11. Rm. Alexius Dwi Aryanto (1 Januari 2022 – sekarang)

Menjawab panggilan Tuhan dalam penghayatan imamat adalah wujud cinta kita kepada Allah yang telah lebih dahulu mencintai kita. Dia mencintai kita tanpa batas dan mencapai puncaknya dalam seluruh hidup Yesus Sang Imam Agung dan Gembala. Yesus Kristus menganugerahkan imamat kepada kita agar kita pun menjadi imam seperti Dia, yang penuh totalitas siap menjadi imam, nabi dan raja. Tritugas Yesus Kristus tersebut harus dihayati dalam pergumulan imamat sebagai suatu persembahan hidup bagi Allah dan Gereja.
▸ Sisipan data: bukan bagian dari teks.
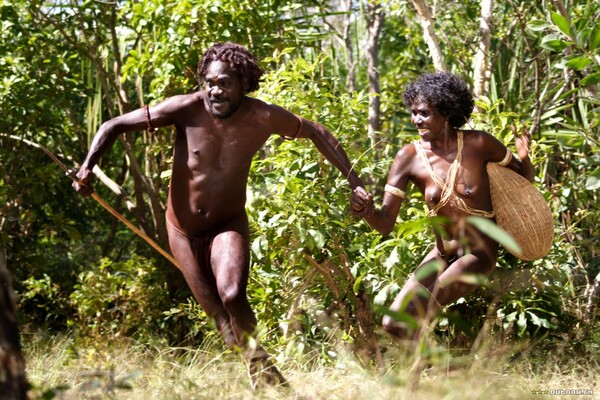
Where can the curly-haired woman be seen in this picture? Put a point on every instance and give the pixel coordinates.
(448, 166)
(219, 130)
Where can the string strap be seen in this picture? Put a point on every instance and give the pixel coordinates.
(395, 191)
(506, 159)
(448, 185)
(148, 120)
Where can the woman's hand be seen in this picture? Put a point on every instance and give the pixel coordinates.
(362, 202)
(522, 142)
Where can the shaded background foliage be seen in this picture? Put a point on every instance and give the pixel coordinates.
(66, 66)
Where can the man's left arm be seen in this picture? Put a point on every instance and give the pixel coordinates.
(332, 149)
(291, 126)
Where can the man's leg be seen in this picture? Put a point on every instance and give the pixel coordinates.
(203, 287)
(441, 288)
(230, 260)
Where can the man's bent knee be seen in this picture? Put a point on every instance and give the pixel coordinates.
(394, 328)
(232, 296)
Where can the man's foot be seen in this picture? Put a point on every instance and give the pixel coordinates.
(263, 372)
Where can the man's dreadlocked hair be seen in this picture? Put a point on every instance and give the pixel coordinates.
(239, 59)
(445, 92)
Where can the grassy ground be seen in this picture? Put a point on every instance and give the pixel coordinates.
(125, 370)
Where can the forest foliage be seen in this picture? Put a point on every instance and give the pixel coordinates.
(318, 274)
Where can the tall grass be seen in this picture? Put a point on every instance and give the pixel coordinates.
(121, 369)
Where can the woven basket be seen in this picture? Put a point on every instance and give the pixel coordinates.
(521, 211)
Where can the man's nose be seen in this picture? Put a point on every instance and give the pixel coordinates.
(216, 90)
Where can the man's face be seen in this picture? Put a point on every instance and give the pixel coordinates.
(427, 120)
(224, 88)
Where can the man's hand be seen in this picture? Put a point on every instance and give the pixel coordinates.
(362, 202)
(522, 142)
(82, 180)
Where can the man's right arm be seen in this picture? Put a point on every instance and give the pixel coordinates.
(162, 114)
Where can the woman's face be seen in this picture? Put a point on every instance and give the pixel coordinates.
(428, 121)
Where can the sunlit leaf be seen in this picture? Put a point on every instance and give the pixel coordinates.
(592, 182)
(495, 232)
(562, 23)
(591, 79)
(578, 63)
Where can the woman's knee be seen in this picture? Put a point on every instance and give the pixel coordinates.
(232, 295)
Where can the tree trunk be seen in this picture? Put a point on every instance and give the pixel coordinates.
(13, 384)
(429, 34)
(347, 38)
(375, 16)
(482, 62)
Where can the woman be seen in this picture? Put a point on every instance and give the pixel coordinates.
(448, 166)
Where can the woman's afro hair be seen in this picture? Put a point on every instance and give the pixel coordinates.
(445, 92)
(239, 59)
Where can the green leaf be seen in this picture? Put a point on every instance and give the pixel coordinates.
(427, 270)
(578, 63)
(357, 282)
(495, 232)
(595, 38)
(562, 23)
(552, 42)
(537, 25)
(400, 316)
(593, 180)
(591, 79)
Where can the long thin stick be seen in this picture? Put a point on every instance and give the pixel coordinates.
(97, 197)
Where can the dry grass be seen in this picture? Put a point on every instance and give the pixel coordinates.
(99, 372)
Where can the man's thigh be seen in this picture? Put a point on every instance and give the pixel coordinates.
(230, 254)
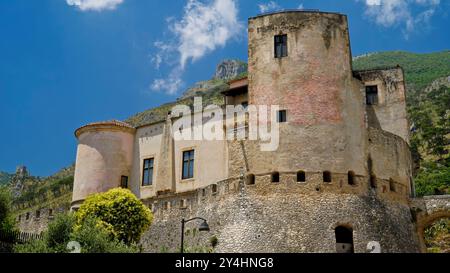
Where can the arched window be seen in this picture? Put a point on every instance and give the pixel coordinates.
(250, 179)
(275, 177)
(373, 181)
(301, 176)
(351, 178)
(327, 177)
(344, 239)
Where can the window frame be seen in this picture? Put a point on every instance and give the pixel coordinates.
(280, 46)
(282, 116)
(150, 169)
(190, 164)
(122, 179)
(372, 92)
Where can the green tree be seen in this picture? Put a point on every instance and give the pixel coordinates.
(7, 221)
(119, 211)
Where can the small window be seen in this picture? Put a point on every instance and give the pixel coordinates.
(250, 179)
(147, 173)
(371, 95)
(351, 178)
(301, 176)
(275, 177)
(282, 116)
(344, 239)
(373, 181)
(280, 46)
(124, 182)
(183, 203)
(327, 177)
(188, 164)
(391, 185)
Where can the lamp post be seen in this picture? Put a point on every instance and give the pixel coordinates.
(203, 227)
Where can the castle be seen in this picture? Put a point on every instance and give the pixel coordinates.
(340, 178)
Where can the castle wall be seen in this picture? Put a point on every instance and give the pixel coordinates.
(103, 156)
(391, 159)
(326, 127)
(390, 112)
(154, 141)
(283, 217)
(147, 144)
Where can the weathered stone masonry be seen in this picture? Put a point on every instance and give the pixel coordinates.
(354, 156)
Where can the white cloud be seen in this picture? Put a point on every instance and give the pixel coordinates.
(96, 5)
(409, 13)
(269, 6)
(204, 27)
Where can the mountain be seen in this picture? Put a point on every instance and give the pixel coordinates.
(428, 105)
(209, 90)
(5, 178)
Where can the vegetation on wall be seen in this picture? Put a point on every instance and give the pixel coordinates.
(91, 237)
(119, 212)
(7, 222)
(437, 236)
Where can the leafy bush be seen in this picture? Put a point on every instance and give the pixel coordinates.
(94, 238)
(119, 211)
(7, 221)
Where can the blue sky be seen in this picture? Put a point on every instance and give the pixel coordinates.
(65, 63)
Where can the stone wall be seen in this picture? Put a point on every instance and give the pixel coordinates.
(281, 217)
(36, 220)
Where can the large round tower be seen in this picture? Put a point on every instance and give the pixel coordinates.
(104, 157)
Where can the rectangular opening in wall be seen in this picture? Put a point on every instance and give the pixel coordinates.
(147, 173)
(124, 182)
(188, 164)
(280, 46)
(282, 116)
(371, 95)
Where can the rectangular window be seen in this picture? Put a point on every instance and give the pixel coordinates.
(147, 173)
(282, 116)
(371, 95)
(280, 46)
(188, 164)
(124, 182)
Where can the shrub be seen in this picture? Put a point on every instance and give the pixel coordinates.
(7, 221)
(119, 212)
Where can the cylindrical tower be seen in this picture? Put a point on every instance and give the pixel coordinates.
(104, 157)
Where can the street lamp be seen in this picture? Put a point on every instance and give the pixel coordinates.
(203, 227)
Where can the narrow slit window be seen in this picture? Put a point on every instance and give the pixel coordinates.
(301, 176)
(327, 177)
(280, 46)
(282, 116)
(124, 182)
(371, 95)
(188, 164)
(147, 176)
(250, 179)
(351, 178)
(275, 177)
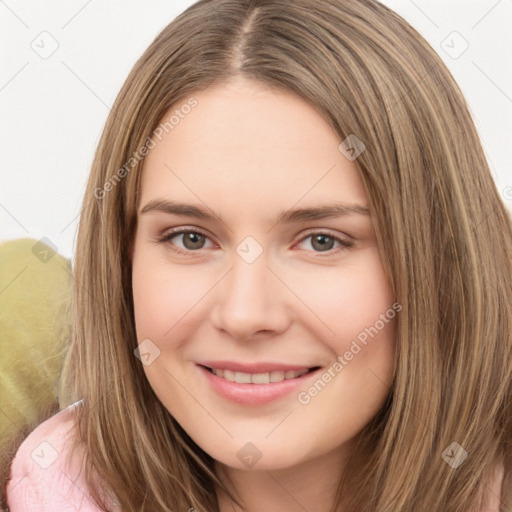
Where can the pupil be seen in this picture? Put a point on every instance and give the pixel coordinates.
(193, 241)
(323, 242)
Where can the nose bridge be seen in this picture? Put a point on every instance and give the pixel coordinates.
(248, 300)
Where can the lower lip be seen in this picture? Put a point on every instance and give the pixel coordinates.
(254, 394)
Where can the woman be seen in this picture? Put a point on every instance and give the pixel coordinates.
(293, 266)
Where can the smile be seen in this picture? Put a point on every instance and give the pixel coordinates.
(258, 378)
(255, 384)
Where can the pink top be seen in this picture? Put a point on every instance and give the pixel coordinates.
(42, 480)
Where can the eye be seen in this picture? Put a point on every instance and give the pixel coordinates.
(324, 242)
(184, 241)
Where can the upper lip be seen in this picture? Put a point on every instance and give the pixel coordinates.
(263, 367)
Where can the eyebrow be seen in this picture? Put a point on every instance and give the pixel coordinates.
(286, 217)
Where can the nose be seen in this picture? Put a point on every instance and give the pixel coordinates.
(250, 301)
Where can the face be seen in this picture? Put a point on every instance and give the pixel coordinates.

Oleh karena itu agar dapat mengemban tugas yang mulia itu dibutuhkan pribadi-pribadi yang tangguh, matang, berintegritas. Tidak hanya itu, untuk dapat menjalankan fungsi imamat secara utuh dibutuhkan pengetahuan dan kecakapan yang memadai, kehidupan rohani yang kuat dan mendalam serta ketrampilan-ketrampilan pastoral yang dapat dihandalkan. Maka dari itu para imam dan calon imam harus bisa “mbangun urip kang jejeg, bener, becik, cetho lan tumata” agar menjadi suri teladan bagi umat beriman.